Evolutie GSX-R
Trapten we in de vorige ‘Stamboom’ af met de BMW GS, gaan we deze keer op zoek naar het succes van en achter een van de meest spraakmakende sportmotoren op de markt: de Suzuki GSX-R, van de GSX-R400 tot de GSX-R1000.
Evolutie BMW G/S: van bedenksel tot bestseller
Voor het ontstaan van de Suzuki GSX-R moeten we bijna 40 jaar terug de tijd in, naar het jaar 1984. De GSX-R400 zag toen het levenslicht. Het was de eerste in massa geproduceerde lichtgewicht racereplica met een aluminium wiegframe en een vloeistofgekoelde vier-in-lijn met vier kleppen per cilinder.

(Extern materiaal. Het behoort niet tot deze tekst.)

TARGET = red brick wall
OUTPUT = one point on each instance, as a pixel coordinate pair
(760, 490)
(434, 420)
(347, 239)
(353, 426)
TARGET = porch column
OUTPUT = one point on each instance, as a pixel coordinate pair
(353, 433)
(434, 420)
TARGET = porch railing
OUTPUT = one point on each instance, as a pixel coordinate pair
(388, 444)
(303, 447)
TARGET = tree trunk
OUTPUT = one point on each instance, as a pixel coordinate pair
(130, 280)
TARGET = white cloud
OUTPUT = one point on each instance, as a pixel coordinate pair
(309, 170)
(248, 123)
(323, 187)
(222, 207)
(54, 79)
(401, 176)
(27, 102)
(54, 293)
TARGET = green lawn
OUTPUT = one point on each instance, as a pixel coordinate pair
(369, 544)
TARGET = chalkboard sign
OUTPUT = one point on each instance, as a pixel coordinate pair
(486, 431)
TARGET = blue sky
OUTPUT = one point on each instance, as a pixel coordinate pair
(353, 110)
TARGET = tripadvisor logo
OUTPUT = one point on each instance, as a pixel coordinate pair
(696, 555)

Dat motorblok was niet heel bijzonder, maar het was het gebruik van aluminium voor het frame waarmee de GSX-R een voorsprong nam op de concurrentie van Yamaha (FZ400R) en Honda (CBR400R). Die waren 13 en 31 kg zwaarder, wat natuurlijk een hele hoop is op een drooggewicht van 152 kg. Door zijn makkelijke stuurkarakter en krachtige motorblok met 59 pk was het de snelste motorfiets in zijn klasse. Een nieuw tijdperk bij de sportmotoren was aangebroken.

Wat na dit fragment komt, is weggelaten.